I’ve seen so many posts lately about shady friends. Who wants a frenemy in their life? (Frenemy is a person who’s kinda your friend, but kinda your enemy too). I don’t have time for frenemies.
Friends, How Many Of Us Have Them? Friends, Ones We Can Depend On. ~Whodini
Let me tell you what I’m not gonna tolerate in 2019. Fake friends. Nope, no ma’am, ain’t got time for that. Either you got my back or you don’t. And if you don’t, that’s fine, but this is where we part ways.
I love hard, that’s just who I am. I’m sure lots of you can relate. I like doing things for my friends. I try to support them in whatever ways I can. I don’t mind helping them, that’s what friends are for.
But is your friend really your friend?
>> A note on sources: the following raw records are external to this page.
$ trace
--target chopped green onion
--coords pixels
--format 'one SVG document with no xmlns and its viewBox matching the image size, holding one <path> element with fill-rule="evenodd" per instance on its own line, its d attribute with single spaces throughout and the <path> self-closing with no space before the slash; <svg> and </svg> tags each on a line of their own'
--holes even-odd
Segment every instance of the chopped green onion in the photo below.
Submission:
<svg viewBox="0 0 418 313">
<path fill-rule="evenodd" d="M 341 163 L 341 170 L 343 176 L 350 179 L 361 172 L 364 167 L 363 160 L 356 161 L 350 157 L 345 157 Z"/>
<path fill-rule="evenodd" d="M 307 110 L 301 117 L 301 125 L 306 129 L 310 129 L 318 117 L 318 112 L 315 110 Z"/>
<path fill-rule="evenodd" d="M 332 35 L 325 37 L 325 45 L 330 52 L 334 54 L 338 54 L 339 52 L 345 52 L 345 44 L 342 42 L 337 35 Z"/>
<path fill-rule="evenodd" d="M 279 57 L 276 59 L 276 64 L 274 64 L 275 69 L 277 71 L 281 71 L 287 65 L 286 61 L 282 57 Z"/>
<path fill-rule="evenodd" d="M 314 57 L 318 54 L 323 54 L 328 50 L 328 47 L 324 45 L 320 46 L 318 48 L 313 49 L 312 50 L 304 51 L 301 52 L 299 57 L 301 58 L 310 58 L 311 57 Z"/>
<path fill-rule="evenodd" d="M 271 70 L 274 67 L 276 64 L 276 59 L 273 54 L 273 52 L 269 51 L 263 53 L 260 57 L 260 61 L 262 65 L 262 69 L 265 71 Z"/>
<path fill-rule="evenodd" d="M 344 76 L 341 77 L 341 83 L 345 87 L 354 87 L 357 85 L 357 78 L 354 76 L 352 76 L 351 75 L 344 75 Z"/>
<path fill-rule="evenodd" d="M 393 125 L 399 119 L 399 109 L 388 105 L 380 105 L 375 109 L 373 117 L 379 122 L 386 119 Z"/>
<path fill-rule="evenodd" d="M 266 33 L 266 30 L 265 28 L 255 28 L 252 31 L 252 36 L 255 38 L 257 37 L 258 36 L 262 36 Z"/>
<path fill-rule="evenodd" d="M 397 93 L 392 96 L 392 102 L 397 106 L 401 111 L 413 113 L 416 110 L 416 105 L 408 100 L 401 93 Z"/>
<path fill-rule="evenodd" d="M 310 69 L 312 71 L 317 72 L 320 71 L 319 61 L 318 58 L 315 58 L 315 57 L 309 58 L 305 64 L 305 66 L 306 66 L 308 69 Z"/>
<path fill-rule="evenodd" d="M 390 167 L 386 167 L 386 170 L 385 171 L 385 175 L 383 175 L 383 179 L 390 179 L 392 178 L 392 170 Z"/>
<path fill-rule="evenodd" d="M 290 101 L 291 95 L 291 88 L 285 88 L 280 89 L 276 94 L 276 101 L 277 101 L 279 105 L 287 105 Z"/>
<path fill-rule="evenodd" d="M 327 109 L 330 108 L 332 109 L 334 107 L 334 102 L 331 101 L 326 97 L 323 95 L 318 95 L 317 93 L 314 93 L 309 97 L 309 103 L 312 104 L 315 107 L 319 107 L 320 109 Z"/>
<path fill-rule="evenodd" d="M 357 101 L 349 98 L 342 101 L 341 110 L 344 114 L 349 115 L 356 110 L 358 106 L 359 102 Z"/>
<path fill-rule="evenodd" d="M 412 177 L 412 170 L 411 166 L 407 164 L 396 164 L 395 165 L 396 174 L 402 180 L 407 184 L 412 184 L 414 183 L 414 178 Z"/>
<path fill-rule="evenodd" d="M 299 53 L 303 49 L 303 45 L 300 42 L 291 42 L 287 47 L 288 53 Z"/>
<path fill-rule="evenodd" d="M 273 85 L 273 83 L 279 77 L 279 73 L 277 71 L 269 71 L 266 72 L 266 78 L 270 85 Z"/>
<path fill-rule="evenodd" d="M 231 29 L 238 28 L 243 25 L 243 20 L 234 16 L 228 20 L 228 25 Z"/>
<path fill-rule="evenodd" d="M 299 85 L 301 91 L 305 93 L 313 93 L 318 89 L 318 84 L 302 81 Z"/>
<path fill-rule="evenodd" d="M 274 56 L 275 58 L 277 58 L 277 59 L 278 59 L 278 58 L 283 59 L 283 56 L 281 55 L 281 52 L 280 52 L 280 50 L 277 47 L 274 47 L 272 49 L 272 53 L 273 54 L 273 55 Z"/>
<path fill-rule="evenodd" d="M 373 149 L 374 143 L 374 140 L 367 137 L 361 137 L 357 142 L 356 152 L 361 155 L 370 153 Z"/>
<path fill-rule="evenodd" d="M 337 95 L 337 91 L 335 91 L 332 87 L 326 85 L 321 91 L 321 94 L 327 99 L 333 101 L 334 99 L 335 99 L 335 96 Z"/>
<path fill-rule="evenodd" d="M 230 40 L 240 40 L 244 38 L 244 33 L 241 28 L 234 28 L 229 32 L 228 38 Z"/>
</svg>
Are they there for you, like you are for them? I’m not talking about during the good times, that’s easy. Are they there for you in the bad times?
Do they include you in things, or are you the one always inviting them out? Do they do thoughtful things for you?
Let’s say y’all go out to lunch, do they offer to pay the bill? Real friends offer to help pay. Sometimes I pay, sometimes they pay, we take turns.
Are they grateful? Anytime I receive something from a friend, I make sure to thank them. Does your friend appreciate the things you do for them?
Folks who never say “thank you” and who just take, take, take, really rub me the wrong way. In the past I’ve let that slide, but not anymore. You can take your entitled self back to the rock you crawled out from!
In order to have friends, you must first be a friend. It ain’t all about you! I’ve known folks who were so narcissistic, they truly believed they should be waited on hand & foot. Those kind of people are never satisfied, no matter how much you do for them.
A friend believes in you. They also believe you. I’m a very honest person, probably too honest. I’m truthful. If I tell you something, I’m speaking the truth, period. I used to get all worked up if someone didn’t believe me. I’d try to corroborate my story with cold, hard, facts… in an effort to make them see I was being truthful. Not anymore. If you don’t believe me, that’s on you. My job is to tell you the truth, not to force you to believe it. Period.
If you are the one putting forth all the effort in your friendship, and not seeing any reciprocation, then is it really a friendship? If your “friend” never has time for you, doesn’t support you, is never there for you, doesn’t appreciate you or what you do for them, they’re not really your friend . . . and you deserve better.